I need to output percentages in SAS v9.4 that fall above a certain threshold from two categorical variables in a dataset - state and year. I first produced the following table that has all of the data:
proc freq data=example;
tables statefip * yr/ nopercent nocol norow missing out=test;
run;
Now I would like to calculate a percentage from year to year by state. There will be 10 years worth of data. For example, ratio1 = (Count of statefip variable from 2013)/(Count of statefip variable from 2012). If ratio1 is greater than a threshold (e.g., 80%), I would keep the data. If not, it would be coded as "missing".
Is that possible to do in SAS?
In addition, is there a way to do this in a macro?

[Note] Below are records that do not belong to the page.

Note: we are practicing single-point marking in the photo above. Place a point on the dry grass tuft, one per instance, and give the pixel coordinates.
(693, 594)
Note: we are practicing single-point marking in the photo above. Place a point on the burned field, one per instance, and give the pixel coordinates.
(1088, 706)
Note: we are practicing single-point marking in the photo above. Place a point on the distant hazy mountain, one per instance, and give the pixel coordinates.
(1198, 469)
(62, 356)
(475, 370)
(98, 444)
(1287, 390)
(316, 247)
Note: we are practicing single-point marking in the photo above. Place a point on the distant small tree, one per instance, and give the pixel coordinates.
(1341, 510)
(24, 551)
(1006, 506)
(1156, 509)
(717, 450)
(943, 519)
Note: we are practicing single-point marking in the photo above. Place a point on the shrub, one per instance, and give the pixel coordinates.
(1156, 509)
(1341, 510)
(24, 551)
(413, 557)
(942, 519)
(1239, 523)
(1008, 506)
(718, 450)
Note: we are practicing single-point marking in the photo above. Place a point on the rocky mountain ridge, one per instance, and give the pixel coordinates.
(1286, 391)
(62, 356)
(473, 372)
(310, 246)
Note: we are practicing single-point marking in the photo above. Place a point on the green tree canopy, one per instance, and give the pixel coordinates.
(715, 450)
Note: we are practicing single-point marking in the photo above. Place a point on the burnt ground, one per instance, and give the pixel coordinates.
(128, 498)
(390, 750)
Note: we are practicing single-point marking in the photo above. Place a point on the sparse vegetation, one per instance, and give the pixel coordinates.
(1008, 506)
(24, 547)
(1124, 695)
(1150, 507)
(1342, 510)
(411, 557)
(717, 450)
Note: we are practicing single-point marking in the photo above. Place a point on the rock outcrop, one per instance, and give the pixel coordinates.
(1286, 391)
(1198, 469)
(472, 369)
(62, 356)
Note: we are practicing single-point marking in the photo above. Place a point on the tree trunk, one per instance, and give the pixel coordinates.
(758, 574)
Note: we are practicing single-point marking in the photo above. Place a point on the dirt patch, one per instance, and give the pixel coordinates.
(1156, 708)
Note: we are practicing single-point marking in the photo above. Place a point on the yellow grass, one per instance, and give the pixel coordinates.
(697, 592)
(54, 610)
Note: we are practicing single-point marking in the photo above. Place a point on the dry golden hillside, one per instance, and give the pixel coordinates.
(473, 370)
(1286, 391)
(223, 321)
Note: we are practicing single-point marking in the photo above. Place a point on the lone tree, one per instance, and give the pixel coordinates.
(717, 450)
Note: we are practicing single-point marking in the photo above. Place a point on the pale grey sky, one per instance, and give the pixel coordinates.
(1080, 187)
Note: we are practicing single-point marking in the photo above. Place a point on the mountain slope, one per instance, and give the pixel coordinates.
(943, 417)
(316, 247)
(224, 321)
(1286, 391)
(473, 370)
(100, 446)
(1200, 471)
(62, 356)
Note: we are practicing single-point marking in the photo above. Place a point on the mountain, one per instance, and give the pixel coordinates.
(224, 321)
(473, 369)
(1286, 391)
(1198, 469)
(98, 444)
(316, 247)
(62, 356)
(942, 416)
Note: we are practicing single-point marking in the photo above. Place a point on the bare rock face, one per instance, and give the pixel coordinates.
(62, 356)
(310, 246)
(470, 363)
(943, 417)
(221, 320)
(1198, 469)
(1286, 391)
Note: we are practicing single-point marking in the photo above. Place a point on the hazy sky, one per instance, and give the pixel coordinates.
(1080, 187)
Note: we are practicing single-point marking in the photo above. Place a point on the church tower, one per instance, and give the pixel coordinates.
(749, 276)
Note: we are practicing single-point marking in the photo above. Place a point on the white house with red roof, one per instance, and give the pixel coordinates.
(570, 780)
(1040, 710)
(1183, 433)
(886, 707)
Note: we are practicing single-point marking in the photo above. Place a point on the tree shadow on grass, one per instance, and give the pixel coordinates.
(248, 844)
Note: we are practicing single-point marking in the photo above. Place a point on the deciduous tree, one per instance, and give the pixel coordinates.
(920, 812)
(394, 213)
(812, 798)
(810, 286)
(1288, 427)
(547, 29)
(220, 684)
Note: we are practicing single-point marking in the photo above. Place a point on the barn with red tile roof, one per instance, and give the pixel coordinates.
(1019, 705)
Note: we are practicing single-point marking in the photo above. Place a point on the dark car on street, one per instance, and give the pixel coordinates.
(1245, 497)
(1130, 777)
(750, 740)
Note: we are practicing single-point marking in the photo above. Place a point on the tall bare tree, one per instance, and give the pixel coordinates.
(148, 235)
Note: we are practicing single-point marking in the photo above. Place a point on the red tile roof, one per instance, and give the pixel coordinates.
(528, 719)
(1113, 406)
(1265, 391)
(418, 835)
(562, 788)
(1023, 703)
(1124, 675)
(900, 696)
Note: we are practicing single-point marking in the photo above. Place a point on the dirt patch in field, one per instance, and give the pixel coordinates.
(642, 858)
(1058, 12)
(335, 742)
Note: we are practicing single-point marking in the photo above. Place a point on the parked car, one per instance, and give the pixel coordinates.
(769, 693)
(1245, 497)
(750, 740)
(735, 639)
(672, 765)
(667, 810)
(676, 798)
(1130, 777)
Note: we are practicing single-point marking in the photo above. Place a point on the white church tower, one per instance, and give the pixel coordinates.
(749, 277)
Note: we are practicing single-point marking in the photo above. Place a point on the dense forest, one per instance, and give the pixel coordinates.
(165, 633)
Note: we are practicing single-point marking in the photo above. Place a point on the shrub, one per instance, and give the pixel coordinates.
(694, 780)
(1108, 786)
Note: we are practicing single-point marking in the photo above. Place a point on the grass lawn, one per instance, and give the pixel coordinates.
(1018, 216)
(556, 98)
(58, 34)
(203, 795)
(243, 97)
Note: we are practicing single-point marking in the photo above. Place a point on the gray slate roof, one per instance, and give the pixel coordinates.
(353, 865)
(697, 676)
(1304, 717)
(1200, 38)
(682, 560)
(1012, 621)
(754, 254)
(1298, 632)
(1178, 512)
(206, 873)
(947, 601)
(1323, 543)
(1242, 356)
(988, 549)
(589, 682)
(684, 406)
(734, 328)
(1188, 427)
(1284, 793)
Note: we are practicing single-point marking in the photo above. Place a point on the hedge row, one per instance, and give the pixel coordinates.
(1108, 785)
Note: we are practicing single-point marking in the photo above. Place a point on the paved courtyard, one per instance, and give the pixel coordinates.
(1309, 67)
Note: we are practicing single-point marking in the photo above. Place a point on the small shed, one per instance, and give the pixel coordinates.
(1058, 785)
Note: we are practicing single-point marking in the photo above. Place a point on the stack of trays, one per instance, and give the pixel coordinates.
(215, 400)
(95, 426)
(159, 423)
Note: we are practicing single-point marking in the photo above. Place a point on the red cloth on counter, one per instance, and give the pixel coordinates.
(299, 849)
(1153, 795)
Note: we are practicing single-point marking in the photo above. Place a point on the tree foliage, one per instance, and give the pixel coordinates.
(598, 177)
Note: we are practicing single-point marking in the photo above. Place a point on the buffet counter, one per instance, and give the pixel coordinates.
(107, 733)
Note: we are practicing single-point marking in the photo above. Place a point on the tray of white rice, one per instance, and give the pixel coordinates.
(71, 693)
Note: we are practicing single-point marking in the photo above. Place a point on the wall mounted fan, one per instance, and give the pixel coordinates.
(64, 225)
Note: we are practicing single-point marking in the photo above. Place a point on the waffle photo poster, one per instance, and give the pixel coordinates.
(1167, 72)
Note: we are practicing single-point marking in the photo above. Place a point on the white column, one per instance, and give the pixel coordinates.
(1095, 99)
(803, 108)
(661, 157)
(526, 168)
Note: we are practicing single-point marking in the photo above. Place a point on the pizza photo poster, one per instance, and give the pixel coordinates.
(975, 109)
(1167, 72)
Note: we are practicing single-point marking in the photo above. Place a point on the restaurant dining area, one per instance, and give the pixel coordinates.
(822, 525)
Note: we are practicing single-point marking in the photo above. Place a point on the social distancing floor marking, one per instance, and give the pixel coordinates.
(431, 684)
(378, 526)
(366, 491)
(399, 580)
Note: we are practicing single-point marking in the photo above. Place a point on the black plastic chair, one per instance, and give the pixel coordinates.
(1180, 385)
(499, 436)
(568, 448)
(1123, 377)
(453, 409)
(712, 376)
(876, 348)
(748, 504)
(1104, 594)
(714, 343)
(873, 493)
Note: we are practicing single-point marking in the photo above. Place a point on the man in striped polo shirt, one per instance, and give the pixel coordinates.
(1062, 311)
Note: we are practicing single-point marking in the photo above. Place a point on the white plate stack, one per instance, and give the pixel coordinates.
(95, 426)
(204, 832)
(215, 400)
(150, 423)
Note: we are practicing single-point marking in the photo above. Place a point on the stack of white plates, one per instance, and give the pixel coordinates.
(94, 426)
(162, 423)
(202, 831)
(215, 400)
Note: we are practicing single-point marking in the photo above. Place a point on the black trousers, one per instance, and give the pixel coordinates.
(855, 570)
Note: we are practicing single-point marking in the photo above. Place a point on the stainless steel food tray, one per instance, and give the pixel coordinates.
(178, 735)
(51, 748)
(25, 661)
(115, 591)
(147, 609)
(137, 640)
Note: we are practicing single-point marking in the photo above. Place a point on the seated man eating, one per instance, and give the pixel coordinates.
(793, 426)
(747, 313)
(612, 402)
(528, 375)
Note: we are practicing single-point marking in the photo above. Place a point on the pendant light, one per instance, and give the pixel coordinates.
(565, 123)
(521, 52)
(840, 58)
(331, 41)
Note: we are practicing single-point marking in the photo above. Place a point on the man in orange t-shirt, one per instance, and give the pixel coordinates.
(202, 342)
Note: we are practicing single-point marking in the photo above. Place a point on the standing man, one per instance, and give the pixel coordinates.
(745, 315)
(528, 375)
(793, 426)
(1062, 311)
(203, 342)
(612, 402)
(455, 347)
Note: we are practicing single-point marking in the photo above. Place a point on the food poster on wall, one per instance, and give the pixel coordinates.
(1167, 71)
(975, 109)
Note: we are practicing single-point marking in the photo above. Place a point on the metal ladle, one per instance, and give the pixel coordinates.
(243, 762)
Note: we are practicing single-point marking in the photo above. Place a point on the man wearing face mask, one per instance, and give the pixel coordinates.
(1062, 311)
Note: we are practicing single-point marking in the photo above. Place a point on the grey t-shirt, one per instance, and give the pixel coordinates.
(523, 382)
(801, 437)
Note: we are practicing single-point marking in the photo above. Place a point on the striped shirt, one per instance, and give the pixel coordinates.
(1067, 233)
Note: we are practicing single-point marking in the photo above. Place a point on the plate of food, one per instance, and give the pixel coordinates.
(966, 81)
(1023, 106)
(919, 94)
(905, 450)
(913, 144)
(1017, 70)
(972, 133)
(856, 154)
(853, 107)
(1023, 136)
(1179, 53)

Any suggestions is greatly appreciated!
Not sure if this solves your problem, but here's some code that dynamically divides all present years based on your previously stated criteria.
data have;
infile cards missover;
length state $ 100 _2012 _2013 _2014 _2015 8.;
input state _2012 _2013 _2014 _2015;
cards;
Alabama 9653 10264 9557 11152
Alaska 6273 6476 6423 6576
Arizona 24199 21635 22835 20865
;
run;
PROC SQL;
CREATE TABLE ALLYEARS AS
SELECT MONOTONIC() AS ROWID, * FROM DICTIONARY.COLUMNS WHERE MEMNAME = 'HAVE' AND NAME LIKE '%20%';
QUIT;
PROC SQL;
SELECT TRIM(ALLYEARS.NAME) INTO: ALLNAMES SEPARATED BY "," FROM ALLYEARS ;
QUIT;
PROC SQL;
SELECT TRIM(ALLYEARS.NAME)||"/"||TRIM(ALLYEARS2.NAME)||" AS "||TRIM(ALLYEARS.NAME)||"_"||TRIM(ALLYEARS2.NAME)||" "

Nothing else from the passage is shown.